Dwaj niezależni twórcy postanowili zakpić z Dear Esther
W jaki sposób? Najbardziej oczywisty, jaki znali - stworzyli parodię tej gry.
Dear Esther to dla wielu jedna z najważniejszych produkcji ostatnich lat - nieoczywista, poruszająca, innowacyjna. To jednak także produkcja, która budzi skrajne emocje. Ostatecznie rozgrywka w niej ograniczona jest do chodzenia i patrzenia, co niektórym graczom niespecjalnie się podoba.

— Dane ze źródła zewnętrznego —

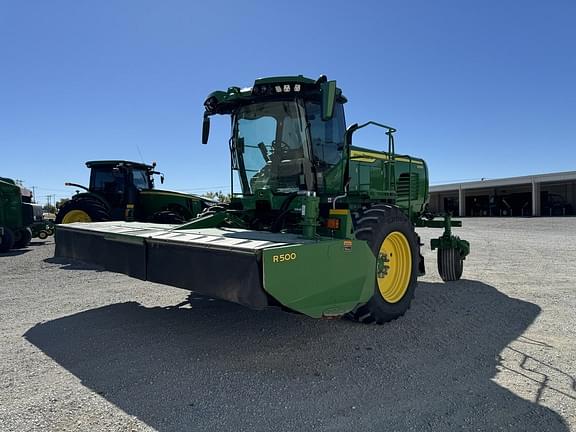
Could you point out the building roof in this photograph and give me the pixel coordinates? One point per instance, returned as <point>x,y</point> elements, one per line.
<point>509,181</point>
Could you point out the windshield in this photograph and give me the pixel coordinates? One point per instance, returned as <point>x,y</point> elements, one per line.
<point>270,148</point>
<point>140,178</point>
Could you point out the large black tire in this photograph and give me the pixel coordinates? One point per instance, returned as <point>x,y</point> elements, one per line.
<point>374,224</point>
<point>450,264</point>
<point>168,217</point>
<point>6,240</point>
<point>96,211</point>
<point>24,238</point>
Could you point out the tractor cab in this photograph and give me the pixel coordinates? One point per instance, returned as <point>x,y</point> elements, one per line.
<point>120,182</point>
<point>124,190</point>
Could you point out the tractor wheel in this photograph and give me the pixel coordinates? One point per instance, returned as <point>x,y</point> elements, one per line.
<point>168,217</point>
<point>6,240</point>
<point>82,210</point>
<point>450,264</point>
<point>25,236</point>
<point>391,237</point>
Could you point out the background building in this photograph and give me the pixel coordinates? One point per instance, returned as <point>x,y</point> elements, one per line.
<point>551,194</point>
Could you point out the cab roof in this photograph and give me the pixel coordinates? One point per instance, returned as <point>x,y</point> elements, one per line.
<point>113,163</point>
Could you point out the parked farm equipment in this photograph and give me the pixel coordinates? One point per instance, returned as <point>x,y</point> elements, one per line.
<point>124,190</point>
<point>322,227</point>
<point>16,216</point>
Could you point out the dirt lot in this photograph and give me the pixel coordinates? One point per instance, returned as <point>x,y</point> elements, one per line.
<point>86,350</point>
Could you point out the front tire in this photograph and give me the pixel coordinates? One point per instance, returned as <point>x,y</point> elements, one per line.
<point>82,210</point>
<point>393,241</point>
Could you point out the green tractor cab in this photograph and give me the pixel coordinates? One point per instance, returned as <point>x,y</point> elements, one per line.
<point>124,190</point>
<point>16,215</point>
<point>321,226</point>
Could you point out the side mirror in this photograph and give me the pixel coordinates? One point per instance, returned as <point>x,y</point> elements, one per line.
<point>328,91</point>
<point>205,129</point>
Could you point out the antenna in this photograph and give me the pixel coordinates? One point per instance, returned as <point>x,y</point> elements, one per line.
<point>140,153</point>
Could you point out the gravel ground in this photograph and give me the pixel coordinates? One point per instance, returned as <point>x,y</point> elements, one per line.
<point>86,350</point>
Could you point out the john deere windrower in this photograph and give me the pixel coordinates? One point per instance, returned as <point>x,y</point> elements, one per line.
<point>321,226</point>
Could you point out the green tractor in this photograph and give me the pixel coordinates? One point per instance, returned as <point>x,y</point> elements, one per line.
<point>16,216</point>
<point>321,226</point>
<point>124,190</point>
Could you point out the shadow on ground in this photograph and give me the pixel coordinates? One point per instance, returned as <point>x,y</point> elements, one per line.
<point>218,366</point>
<point>67,264</point>
<point>14,252</point>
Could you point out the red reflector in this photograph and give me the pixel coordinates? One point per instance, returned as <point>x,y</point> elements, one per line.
<point>333,223</point>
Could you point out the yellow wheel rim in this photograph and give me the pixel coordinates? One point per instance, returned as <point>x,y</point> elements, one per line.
<point>394,267</point>
<point>76,216</point>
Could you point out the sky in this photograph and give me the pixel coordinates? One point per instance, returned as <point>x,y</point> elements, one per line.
<point>479,89</point>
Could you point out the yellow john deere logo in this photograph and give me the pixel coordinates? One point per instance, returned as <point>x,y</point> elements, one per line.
<point>291,256</point>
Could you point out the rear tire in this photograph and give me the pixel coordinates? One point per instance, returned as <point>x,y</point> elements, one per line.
<point>6,240</point>
<point>24,239</point>
<point>386,228</point>
<point>95,210</point>
<point>450,264</point>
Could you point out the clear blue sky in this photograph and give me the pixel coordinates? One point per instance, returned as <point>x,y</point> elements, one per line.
<point>478,89</point>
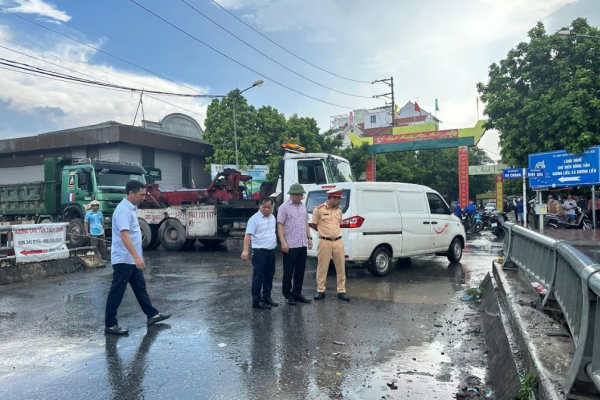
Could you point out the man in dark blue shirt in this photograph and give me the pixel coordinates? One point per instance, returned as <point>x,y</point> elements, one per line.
<point>470,209</point>
<point>457,210</point>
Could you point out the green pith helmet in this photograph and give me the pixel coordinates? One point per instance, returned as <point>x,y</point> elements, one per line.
<point>296,188</point>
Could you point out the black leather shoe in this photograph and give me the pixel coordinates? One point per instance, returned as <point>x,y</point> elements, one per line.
<point>343,296</point>
<point>261,305</point>
<point>290,301</point>
<point>160,317</point>
<point>115,330</point>
<point>270,302</point>
<point>302,299</point>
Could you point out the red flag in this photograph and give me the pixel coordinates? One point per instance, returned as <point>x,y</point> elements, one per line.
<point>417,108</point>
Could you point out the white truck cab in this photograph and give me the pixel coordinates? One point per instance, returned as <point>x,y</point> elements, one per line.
<point>383,221</point>
<point>310,169</point>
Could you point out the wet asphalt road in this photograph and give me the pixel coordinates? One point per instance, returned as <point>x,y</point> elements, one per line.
<point>408,329</point>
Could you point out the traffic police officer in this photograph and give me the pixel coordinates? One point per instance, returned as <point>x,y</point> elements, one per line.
<point>326,221</point>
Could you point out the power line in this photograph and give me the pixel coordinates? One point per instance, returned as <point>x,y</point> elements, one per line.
<point>41,71</point>
<point>81,73</point>
<point>270,58</point>
<point>236,61</point>
<point>71,62</point>
<point>100,51</point>
<point>286,50</point>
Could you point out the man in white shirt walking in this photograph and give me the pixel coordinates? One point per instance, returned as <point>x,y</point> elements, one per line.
<point>261,232</point>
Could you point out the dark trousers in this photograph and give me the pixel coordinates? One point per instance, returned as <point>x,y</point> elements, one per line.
<point>263,271</point>
<point>123,274</point>
<point>294,263</point>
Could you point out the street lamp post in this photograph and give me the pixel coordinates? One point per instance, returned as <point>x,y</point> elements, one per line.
<point>255,84</point>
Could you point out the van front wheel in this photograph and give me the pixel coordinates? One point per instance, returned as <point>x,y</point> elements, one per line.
<point>381,261</point>
<point>455,250</point>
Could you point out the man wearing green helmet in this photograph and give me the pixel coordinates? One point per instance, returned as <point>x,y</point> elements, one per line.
<point>294,235</point>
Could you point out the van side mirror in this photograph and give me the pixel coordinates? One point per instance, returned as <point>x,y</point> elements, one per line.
<point>320,173</point>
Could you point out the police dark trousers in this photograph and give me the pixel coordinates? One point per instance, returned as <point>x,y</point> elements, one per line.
<point>294,263</point>
<point>263,271</point>
<point>123,274</point>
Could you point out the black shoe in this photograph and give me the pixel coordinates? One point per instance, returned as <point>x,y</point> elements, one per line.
<point>262,305</point>
<point>343,296</point>
<point>290,301</point>
<point>302,299</point>
<point>270,302</point>
<point>160,317</point>
<point>115,330</point>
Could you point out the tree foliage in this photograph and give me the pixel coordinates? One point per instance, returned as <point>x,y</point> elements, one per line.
<point>262,131</point>
<point>545,95</point>
<point>437,169</point>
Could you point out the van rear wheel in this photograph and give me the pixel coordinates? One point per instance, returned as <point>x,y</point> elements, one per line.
<point>381,261</point>
<point>455,250</point>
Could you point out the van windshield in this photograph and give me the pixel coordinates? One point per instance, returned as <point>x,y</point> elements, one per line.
<point>340,171</point>
<point>318,197</point>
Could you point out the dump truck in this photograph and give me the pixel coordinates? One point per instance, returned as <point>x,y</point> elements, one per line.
<point>65,189</point>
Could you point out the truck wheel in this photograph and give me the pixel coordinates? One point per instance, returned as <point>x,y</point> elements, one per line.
<point>211,243</point>
<point>381,261</point>
<point>172,234</point>
<point>154,240</point>
<point>455,250</point>
<point>189,244</point>
<point>146,233</point>
<point>76,233</point>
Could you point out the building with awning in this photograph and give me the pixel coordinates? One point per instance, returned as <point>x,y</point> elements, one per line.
<point>174,145</point>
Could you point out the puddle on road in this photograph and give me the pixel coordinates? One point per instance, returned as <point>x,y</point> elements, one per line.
<point>422,372</point>
<point>433,292</point>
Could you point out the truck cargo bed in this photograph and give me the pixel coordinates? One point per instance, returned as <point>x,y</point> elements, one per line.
<point>22,199</point>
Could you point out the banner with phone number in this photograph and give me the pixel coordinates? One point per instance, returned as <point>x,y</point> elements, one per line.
<point>33,243</point>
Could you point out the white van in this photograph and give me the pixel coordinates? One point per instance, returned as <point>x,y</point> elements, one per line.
<point>383,221</point>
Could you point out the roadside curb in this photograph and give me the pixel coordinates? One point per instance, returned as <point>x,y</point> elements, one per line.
<point>546,356</point>
<point>81,258</point>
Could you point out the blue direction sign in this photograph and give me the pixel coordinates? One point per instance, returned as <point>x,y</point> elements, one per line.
<point>512,173</point>
<point>563,169</point>
<point>536,173</point>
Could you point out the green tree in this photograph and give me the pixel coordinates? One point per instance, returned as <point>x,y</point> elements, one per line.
<point>545,95</point>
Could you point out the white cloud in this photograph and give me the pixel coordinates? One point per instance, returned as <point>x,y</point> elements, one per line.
<point>68,105</point>
<point>438,49</point>
<point>39,7</point>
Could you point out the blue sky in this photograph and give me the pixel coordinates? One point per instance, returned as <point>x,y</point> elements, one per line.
<point>434,49</point>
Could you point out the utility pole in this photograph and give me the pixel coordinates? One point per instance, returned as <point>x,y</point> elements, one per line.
<point>390,82</point>
<point>390,96</point>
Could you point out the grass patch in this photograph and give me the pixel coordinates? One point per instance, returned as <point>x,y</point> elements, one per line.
<point>529,383</point>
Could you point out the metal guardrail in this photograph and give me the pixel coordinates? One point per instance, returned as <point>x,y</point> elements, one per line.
<point>572,280</point>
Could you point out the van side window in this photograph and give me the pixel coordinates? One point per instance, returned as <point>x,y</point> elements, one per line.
<point>437,205</point>
<point>379,202</point>
<point>412,203</point>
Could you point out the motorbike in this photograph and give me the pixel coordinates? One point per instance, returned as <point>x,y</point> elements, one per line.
<point>496,226</point>
<point>556,221</point>
<point>472,224</point>
<point>487,218</point>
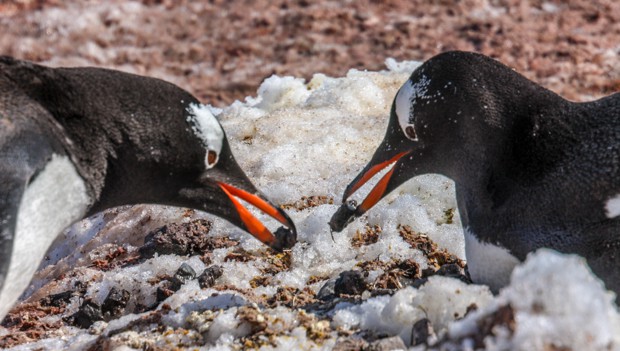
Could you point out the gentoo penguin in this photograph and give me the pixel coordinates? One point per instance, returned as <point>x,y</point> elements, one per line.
<point>75,141</point>
<point>531,169</point>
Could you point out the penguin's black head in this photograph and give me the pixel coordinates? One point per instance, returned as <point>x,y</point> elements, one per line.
<point>440,116</point>
<point>223,182</point>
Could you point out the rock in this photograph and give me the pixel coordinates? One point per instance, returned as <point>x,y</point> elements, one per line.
<point>388,344</point>
<point>327,290</point>
<point>350,344</point>
<point>115,303</point>
<point>209,276</point>
<point>453,270</point>
<point>423,333</point>
<point>184,274</point>
<point>57,300</point>
<point>350,283</point>
<point>177,238</point>
<point>165,290</point>
<point>88,313</point>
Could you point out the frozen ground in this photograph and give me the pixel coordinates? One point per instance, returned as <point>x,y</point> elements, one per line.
<point>302,142</point>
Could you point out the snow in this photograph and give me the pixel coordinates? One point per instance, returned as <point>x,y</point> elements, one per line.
<point>298,138</point>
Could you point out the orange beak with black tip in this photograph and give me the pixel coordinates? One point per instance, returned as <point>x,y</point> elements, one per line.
<point>283,239</point>
<point>380,189</point>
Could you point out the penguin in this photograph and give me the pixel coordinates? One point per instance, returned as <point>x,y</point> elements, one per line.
<point>531,169</point>
<point>76,141</point>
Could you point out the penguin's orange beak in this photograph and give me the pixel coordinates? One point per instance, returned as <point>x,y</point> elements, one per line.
<point>379,190</point>
<point>348,211</point>
<point>284,239</point>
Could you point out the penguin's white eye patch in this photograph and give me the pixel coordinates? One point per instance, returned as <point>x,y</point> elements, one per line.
<point>207,128</point>
<point>612,207</point>
<point>405,104</point>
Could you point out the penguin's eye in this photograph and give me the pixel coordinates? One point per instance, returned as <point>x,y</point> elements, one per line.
<point>211,158</point>
<point>207,128</point>
<point>410,132</point>
<point>405,103</point>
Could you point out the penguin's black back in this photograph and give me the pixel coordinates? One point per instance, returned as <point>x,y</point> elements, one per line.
<point>130,129</point>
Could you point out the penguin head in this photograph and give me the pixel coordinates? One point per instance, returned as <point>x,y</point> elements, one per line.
<point>223,183</point>
<point>439,118</point>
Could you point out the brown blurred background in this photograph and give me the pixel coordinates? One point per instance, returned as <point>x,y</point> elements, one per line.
<point>222,50</point>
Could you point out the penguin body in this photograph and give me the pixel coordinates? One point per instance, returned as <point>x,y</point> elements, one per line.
<point>76,141</point>
<point>531,169</point>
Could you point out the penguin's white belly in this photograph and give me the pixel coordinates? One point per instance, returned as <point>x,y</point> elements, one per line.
<point>488,264</point>
<point>56,198</point>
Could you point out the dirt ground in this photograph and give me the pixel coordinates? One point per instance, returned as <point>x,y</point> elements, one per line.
<point>222,50</point>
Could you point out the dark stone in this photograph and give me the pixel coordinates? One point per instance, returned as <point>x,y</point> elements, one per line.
<point>115,303</point>
<point>350,283</point>
<point>209,276</point>
<point>350,344</point>
<point>422,333</point>
<point>177,238</point>
<point>57,300</point>
<point>327,292</point>
<point>165,290</point>
<point>184,274</point>
<point>388,344</point>
<point>286,238</point>
<point>453,270</point>
<point>343,216</point>
<point>87,314</point>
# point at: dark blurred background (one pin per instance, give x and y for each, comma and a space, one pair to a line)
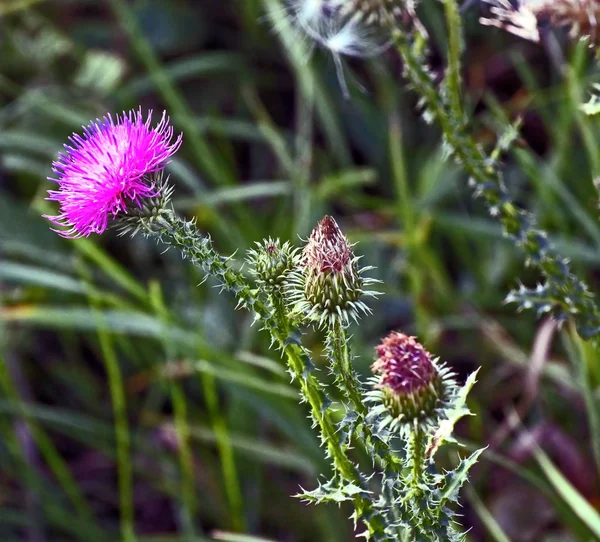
110, 338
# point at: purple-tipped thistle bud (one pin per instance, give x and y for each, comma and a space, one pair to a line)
328, 284
271, 262
410, 383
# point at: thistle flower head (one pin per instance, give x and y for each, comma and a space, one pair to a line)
328, 284
357, 28
409, 383
524, 17
272, 262
106, 170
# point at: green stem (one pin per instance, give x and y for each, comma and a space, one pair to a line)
565, 292
193, 245
341, 365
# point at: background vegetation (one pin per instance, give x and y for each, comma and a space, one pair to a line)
109, 339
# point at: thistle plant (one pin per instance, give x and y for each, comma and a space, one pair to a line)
561, 293
113, 176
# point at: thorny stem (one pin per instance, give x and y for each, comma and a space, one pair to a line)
350, 387
169, 229
564, 293
342, 368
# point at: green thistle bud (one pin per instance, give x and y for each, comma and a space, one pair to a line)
272, 262
147, 215
411, 385
328, 284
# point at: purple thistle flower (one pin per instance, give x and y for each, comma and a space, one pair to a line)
411, 384
104, 171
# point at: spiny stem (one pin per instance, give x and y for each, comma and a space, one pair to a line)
183, 235
568, 295
341, 366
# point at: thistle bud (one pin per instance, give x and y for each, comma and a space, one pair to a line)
410, 383
150, 209
272, 262
328, 284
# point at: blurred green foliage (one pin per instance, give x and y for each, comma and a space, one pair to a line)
215, 439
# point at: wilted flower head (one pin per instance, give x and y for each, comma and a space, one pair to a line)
524, 17
358, 28
272, 262
106, 170
328, 283
409, 383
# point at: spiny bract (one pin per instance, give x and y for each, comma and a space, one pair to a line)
328, 283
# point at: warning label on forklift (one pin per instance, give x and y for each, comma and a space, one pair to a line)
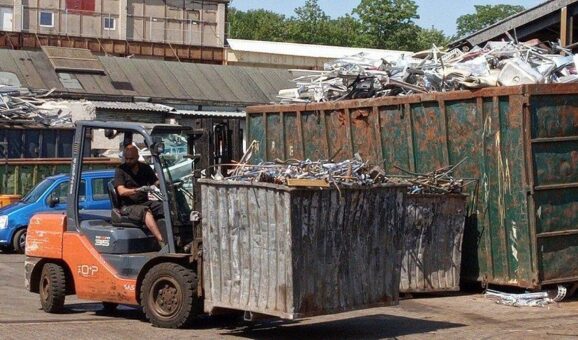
103, 241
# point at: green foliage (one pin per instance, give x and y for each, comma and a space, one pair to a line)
484, 16
256, 25
310, 26
383, 24
428, 37
387, 23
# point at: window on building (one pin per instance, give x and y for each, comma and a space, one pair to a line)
46, 19
109, 23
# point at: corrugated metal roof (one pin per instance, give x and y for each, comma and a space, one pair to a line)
126, 106
162, 81
305, 50
221, 114
513, 22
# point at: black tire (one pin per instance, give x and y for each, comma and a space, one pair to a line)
52, 288
109, 307
19, 241
168, 295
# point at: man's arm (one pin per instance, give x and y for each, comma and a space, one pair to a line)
119, 183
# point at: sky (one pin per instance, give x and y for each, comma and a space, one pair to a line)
441, 14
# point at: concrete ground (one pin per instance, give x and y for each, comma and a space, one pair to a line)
463, 316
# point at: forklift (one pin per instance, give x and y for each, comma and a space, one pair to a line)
105, 257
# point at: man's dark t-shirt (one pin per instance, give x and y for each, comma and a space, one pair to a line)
124, 176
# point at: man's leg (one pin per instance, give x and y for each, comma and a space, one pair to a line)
151, 223
154, 211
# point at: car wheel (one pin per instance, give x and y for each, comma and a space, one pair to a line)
52, 288
168, 295
19, 241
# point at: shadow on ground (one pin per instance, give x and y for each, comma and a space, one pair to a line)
367, 327
125, 312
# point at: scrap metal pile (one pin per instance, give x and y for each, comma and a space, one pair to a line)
496, 64
440, 181
19, 106
539, 299
309, 173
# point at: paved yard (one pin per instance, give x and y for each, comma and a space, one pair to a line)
450, 317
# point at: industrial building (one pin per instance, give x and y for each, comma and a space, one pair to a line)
185, 30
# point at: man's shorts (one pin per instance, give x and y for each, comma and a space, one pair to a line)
137, 212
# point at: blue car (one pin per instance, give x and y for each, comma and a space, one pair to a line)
51, 195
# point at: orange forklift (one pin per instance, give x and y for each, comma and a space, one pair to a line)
104, 257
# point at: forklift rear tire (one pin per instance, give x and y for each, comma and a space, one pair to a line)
168, 295
52, 288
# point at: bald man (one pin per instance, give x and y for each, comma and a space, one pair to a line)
128, 178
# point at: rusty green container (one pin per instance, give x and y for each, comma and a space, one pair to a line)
521, 143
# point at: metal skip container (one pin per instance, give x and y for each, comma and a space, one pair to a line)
299, 252
520, 143
433, 243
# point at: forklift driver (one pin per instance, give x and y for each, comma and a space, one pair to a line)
132, 181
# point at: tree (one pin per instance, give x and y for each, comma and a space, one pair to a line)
484, 16
344, 31
310, 26
257, 25
428, 37
387, 23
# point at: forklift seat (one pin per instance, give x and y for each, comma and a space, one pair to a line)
118, 220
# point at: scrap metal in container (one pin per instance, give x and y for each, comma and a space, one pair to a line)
20, 106
295, 252
315, 173
496, 64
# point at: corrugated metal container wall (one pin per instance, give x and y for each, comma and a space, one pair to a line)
520, 142
433, 243
293, 253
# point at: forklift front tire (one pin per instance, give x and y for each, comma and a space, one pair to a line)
168, 295
52, 288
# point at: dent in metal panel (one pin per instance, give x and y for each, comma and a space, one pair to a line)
314, 129
519, 251
339, 134
293, 139
394, 138
557, 253
556, 210
429, 142
555, 163
433, 243
554, 116
275, 138
464, 139
256, 131
365, 136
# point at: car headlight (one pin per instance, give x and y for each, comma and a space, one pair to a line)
3, 221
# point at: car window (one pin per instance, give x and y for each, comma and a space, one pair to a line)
61, 191
99, 189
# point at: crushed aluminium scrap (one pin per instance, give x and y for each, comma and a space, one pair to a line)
496, 64
20, 106
342, 174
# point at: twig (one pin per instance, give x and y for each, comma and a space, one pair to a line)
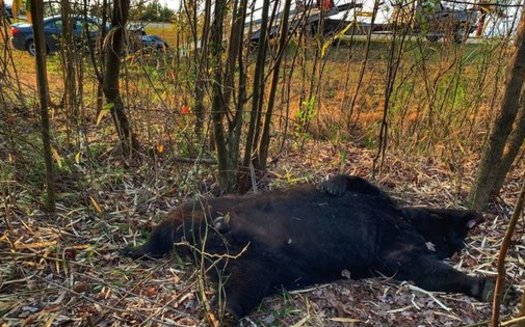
501, 258
415, 288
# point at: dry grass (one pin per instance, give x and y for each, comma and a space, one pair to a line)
68, 271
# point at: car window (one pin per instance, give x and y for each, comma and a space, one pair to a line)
77, 26
55, 24
92, 27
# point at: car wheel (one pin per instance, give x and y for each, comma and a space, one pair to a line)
432, 37
31, 47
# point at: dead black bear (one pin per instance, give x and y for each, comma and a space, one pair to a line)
308, 235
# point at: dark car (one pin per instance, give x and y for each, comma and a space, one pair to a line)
154, 42
22, 33
8, 11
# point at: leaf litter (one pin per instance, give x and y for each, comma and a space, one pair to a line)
67, 271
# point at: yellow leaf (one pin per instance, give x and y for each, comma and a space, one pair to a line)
15, 7
341, 319
95, 205
103, 112
101, 116
57, 157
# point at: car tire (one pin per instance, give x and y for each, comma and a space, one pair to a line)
31, 47
432, 38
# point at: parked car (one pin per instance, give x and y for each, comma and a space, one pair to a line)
22, 33
8, 11
437, 21
154, 42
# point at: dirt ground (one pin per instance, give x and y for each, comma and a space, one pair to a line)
67, 271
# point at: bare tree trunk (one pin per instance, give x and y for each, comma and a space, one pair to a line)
110, 85
258, 93
283, 43
491, 172
227, 170
37, 13
68, 55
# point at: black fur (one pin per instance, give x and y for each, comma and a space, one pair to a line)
303, 236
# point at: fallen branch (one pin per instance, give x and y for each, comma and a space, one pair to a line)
500, 280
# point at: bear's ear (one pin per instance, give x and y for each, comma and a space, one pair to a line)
472, 219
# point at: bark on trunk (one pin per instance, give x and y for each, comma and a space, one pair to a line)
119, 17
491, 171
37, 13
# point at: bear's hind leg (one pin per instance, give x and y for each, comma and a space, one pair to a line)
247, 283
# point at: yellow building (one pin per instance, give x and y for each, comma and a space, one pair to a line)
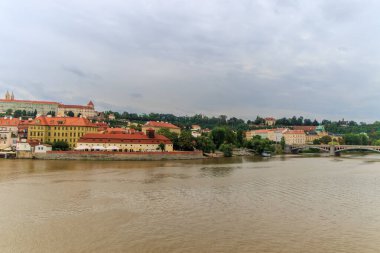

Travis Chen i Nolan Fabricius, choć obaj są fanami Dear Esther, postanowili z tej produkcji zakpić. W ramach F*** This Jam - czyli imprezy, podczas której niezależni twórcy tworzyli na czas gry z gatunków, których nie znoszą - przygotowali Dear Esteban, parodię wspomnianego tytułu.
Tak opisują swoje dzieło:
Wciągający świat Dear Esteban został stworzony z jednego bardzo prostego powodu: by wypalić wielką, egzystencjalną dziurę w postrzeganiu rzeczywistości przez graczy. Chcieliśmy stworzyć historię tak wzbogacającą ludzkie życie, by wiele lat po zagraniu gracz patrząc w przeszłość myślał: "Jakim cudem mogłem być tak naiwnym dzieciakiem, zanim Dear Esteban zerwało zasłonę z moich oczu?" Jeżeli chcecie pośmiać się z Dear Esther i zagrać w Dear Esteban, to znajdziecie tę grę w tym miejscu. Jest zupełnie darmowa.